BD historiques et humour, un ménage heureux qui redevient à la mode
Après un flirt poussé et plus que réussi avec l’humour, la BD historique a pendant très longtemps voulu rester sérieuse. De grands chefs d’œuvres ont vu le jour, mais c’était alors l’aventure et des personnages liés à une certaine rigueur historique qui menaient les auteurs. Depuis quelques années, l’humour potache, la blagounette (en général) de bon goût, sont revenus en force sous la plume et le pinceau d’auteurs reconnus. En quelques semaines, quatre albums très différents rivalisent d’inventivité pour faire de l’Histoire et se marrer franchement.
La drôle de guerre de Papi et Lucien est un album clairement destiné à la jeunesse. Dessiné par Tehem, il est scénarisé par Fabrice Erre qui est aux commandes avec Sylvain Savoia de la collection Le Fil de l’Histoire raconté par Ariane & Nino (dont Cases d’Histoire a déjà parlé ICI, ICI et ICI) publiée par les éditions Dupuis. C’est aussi le scénariste de la série Walter Appelduck avec Fab Caro. Autrement dit, il sait être drôle. Professeur d’Histoire, il se soucie de transmettre de la façon la plus efficace et la plus ludique possible. Des qualités qu’on retrouve dans les aventures de Papi et Lucien. L’histoire commence avec les débuts de la Seconde Guerre mondiale. Papi, ancien de 14-18 est certain que tout recommence « comme en 14 », il ressort son casque Adrian et sa vieille pétoire, mais Lucien, garçonnet fort en Histoire et au courant de l’actualité, le détrompe : « Non Papi, cette fois ce sont des Nazis. », tandis que la radio délivre l’appel du général de Gaulle. Une seule solution, rejoindre Londres et retrouver la mère de Lucien qui a été recrutée comme secrétaire de la France libre. Arriveront-ils en Angleterre ? C’est toute la question de ce premier tome, fils caché de Papi fait de la Résistance et de La Grande Vadrouille. Un album que les enfants peuvent lire à partir de 11 ou 12 ans. Un petit cahier historique met à leur portée les évènements décrits dans l’album.

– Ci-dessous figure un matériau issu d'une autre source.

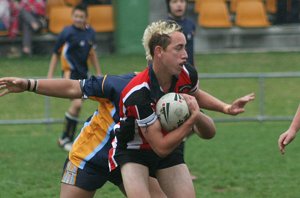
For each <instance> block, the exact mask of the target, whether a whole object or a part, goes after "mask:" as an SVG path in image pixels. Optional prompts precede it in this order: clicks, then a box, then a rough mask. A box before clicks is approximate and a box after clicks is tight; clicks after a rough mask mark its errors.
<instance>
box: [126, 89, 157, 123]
mask: <svg viewBox="0 0 300 198" xmlns="http://www.w3.org/2000/svg"><path fill="white" fill-rule="evenodd" d="M148 95H149V94H148V91H143V90H139V91H137V92H135V93H133V94H131V95H130V97H128V98H127V100H126V102H125V107H126V115H127V116H129V117H134V118H135V119H136V122H137V124H138V126H139V127H147V126H149V125H151V124H153V123H154V122H155V121H156V120H157V115H156V113H155V105H154V103H153V102H152V101H151V99H150V97H147V96H148Z"/></svg>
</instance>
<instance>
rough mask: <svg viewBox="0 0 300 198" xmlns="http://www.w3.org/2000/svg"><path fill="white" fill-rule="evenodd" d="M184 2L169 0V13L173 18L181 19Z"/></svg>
mask: <svg viewBox="0 0 300 198" xmlns="http://www.w3.org/2000/svg"><path fill="white" fill-rule="evenodd" d="M186 6H187V4H186V0H171V1H170V12H171V14H172V15H173V16H174V17H182V16H184V14H185V10H186Z"/></svg>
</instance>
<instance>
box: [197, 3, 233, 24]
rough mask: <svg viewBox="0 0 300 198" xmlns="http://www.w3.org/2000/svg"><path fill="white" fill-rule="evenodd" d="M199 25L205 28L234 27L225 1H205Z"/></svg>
mask: <svg viewBox="0 0 300 198" xmlns="http://www.w3.org/2000/svg"><path fill="white" fill-rule="evenodd" d="M198 24H199V25H200V26H202V27H205V28H229V27H232V23H231V20H230V16H229V12H228V9H227V6H226V3H225V2H224V1H222V2H221V1H205V2H203V3H202V5H201V10H200V14H199V16H198Z"/></svg>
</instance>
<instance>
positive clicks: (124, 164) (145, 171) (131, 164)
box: [121, 162, 151, 198]
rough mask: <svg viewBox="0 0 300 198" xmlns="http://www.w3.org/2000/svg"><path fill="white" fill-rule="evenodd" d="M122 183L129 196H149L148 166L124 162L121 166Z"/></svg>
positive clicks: (138, 196) (144, 197)
mask: <svg viewBox="0 0 300 198" xmlns="http://www.w3.org/2000/svg"><path fill="white" fill-rule="evenodd" d="M121 173H122V179H123V185H124V188H125V191H126V194H127V196H128V197H129V198H133V197H137V198H150V197H151V196H150V192H149V171H148V167H146V166H144V165H141V164H137V163H132V162H129V163H125V164H124V165H122V167H121Z"/></svg>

La drôle de guerre de Papi et de Lucien. Fabrice Erre (scénario). Tehem (dessin). Éditions Auzou. 56 pages, 11,95 euros
Après un premier tome du Petit théâtre des opérations au succès remarquable et remarqué, le deuxième album connait lui aussi un très bel accueil des lecteurs. Il reprend des histoires parues dans Fluide Glacial et mises en vidéo par Odieux Connard pour sa chaine youtube. Le principe est simple et efficace : des faits réels, avérés, documentés, survenus pendant l’une ou l’autre des deux Guerres mondiales, mais des faits tellement incroyables, improbables, qu’ils sont quasiment inimaginables. Mais on trouve aussi dans Le Petit théâtre des opérations des choses absolument banales que le génie de Julien Hervieux (alias Odieux Connard) parvient à mettre en scène sous un jour inédit et totalement hilarant. Les évènements et surtout les personnages sont toujours présentés de façon très factuelle puis peu à peu, les auteurs tordent une première fois la réalité en mettant le doigt sur une bizarrerie. L’enchainement se fait très logiquement vers d’autres bizarreries, si bien que le lecteur se demandent comment on a pu passer à côté de tout ça après toutes ses années, rendant l’affaire encore plus drôle puisqu’elle permet de se moquer gentiment de tous les érudits qui n’ont pas fait profiter le public de cette bonne tranche de rire. Chaque histoire est accompagnée d’un court dossier historique très documenté qui présente des photos des personnages cités pour bien affirmer que tout est vrai.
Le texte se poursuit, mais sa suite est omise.